Yumi Ito w 2021 roku wydała wraz z Szymonem Miką album „Ekual”, który jest tak piękny, przenikliwy i szczery, że zakochawszy się w nim miałem obawę co będzie dalej. Po tak gigantycznym, acz jakże minimalistycznym projekcie pomyślałem, że ciężko będzie wymyśleć coś równie zaskakującego, o przewyższeniu go nie wspominając. Stało się to lekcją. Lekcją dla mnie, aby nigdy już nie zastanawiać się za bardzo nad tym co będzie dalej i zaufać bezgranicznie artystom. Yumi wydaje kolejny album, „Ysla” i zrobiła to inaczej niż poprzednio. Zamiast mniej, postawiła na więcej i sprawdziło się to perfekcyjnie. Największą satysfakcją dla mnie jest to, że nie porównuję, bo jest to zupełnie inna energia i dobitnie odrębny materiał. Nie zmieniło się natomiast jedno. Yumi Ito jest obecnie w czołówce europejskich wokalistek, artystek. W ścisłej czołówce.
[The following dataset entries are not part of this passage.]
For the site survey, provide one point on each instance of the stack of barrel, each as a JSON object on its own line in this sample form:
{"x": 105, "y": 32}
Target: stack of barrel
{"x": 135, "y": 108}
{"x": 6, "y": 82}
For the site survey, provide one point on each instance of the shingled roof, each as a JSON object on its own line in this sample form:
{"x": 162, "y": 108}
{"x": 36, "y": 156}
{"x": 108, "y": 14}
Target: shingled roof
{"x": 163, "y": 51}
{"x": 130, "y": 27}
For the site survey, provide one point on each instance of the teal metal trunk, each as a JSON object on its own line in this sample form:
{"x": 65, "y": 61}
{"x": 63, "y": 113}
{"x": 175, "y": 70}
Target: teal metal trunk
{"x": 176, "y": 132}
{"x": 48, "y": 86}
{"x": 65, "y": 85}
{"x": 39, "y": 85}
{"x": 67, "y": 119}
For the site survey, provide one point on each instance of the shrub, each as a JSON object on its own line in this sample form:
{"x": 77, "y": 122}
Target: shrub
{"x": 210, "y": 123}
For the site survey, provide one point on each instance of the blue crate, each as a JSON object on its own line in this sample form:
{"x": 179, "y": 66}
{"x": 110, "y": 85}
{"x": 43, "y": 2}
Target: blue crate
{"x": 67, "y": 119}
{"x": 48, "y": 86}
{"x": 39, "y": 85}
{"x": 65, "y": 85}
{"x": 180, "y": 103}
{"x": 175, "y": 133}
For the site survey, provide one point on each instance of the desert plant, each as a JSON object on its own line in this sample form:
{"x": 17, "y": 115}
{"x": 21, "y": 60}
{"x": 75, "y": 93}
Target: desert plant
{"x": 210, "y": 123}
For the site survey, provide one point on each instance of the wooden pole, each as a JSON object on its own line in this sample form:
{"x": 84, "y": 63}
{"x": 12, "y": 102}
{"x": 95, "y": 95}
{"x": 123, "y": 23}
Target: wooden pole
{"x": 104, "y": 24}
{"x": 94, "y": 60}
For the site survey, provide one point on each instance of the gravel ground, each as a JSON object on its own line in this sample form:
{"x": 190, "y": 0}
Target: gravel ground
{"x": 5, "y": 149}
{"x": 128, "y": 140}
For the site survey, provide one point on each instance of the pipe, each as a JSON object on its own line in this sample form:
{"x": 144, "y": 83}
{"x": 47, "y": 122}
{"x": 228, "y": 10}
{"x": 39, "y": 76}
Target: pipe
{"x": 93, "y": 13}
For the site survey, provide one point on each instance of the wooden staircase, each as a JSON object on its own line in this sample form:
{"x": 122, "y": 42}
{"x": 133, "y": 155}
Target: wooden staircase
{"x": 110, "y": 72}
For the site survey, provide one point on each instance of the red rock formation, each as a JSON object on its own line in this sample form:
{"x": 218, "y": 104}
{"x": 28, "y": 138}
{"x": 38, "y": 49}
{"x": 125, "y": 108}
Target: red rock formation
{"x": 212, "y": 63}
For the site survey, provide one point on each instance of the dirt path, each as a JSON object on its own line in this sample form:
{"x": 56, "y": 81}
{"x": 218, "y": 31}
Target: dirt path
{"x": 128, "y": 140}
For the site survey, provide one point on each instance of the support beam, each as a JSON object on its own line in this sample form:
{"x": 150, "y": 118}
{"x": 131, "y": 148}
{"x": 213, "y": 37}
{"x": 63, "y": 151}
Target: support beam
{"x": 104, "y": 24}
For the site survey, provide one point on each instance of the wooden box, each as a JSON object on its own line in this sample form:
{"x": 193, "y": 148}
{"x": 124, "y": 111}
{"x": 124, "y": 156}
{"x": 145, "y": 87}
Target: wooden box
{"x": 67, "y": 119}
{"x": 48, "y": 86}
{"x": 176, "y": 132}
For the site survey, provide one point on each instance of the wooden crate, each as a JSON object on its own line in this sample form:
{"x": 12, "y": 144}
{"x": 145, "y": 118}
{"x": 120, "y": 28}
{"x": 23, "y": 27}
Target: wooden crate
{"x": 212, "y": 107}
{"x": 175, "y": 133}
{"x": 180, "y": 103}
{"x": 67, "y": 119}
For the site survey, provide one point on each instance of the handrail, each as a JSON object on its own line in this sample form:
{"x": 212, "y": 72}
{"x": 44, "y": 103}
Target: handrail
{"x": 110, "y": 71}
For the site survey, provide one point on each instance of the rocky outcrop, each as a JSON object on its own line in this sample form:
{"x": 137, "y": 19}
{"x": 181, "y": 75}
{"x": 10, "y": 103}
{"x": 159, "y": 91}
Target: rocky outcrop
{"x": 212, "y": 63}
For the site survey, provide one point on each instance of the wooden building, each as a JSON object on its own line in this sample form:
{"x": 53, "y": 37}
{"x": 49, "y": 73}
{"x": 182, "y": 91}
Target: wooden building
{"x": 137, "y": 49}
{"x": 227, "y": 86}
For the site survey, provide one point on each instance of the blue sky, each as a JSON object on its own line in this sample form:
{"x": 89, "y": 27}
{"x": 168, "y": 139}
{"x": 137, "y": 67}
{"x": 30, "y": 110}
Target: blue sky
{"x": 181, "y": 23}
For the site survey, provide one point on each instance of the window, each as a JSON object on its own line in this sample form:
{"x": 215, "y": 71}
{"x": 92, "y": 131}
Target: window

Co mnie rozkochało w Yumi to suma barw głosów Björk, Fiony Apple i Reginy Spektor. Najwspanialsze jest to, że pomimo tego jest ona charakterystyczna i „swoja”. Niezwykle cenię ją za odwagę wokalną i bezkompromisowość, którą stosuje. Jak ma być spokojne to tak jest, ale gdy ma ochotę na ekspresję i improwizowanie to daje z siebie 100%. Bardzo szanuję takie albumy. Takie, które to dzieją się skumulowane w emocji, które czasem krwawią i drżą. Dodać trzeba, że Yumi jest odpowiedzialna zarówno za wokale, klawisze ale także za wszystkie kompozycje, teksty, produkcję i nadzór realizatorski. W głowie szukam równie skoncentrowanej, pewnej swego artystki i szczerze przyznam, że nikt będący na równie szlachetnym poziomie mi nie przychodzi.
Chociaż na „Ysla” znalazło się raptem siedem piosenek, to nie ma się poczucia niedosytu. Jest w punkt. Ani w lewo, ani w prawo. Idealnie w punkt. Fajnie, że utwory tworzą spójną przestrzeń zmieniającą się jedynie w podmuchach wiatru. Niekiedy łagodnie kołyszący („Love is here to stay”), czasami wędrujący w stonowanym choć energicznym tempie („Lonely Island”, „Drama Queen”), a niekiedy zaskakujący co rusz z innej strony („Rebirth”) by dosadnie spychać z drogi („Seagul”). W tym generatorze wiatru pomagają jej przede wszystkim dwaj, dobrze znani w szeregach „formacji Yumi Ito”: Kuba Dworak na kontrabasie (jego gra chyba nigdy nie przestanie mnie zadziwiać i rozpuszczać) oraz perkusista Iago Fernández (z kolei jego solowy, znakomity album „Luzada” nie może odejść za daleko od mojego odtwarzacza). Obaj mają tak samo dużo do powiedzenia na tym albumie co szwajcarsko-japońsko-polska artystka. Perkusja często wzbija się ponad ramy i spokojnie można uznać, że improwizuje. Kontrabas chętnie wyciąłbym z tych kompozycji i słuchał jako odrębny materiał. Nie przestanę wychwalać gry Dworaka, który ma niesłychanie bogate i barwne wibracje. Bardzo polecam się wsłuchać w basowe ślady na tej płycie. Dołączyli do nich jeszcze Chris Hyson (syntezatory), San Campos (rhodes), Rai Stãhelin (teorba), Kyrill Fasla Prolat i Kirk Starkey (wiolonczela) oraz fantastyczny Szymon Mika („Drama Queen”).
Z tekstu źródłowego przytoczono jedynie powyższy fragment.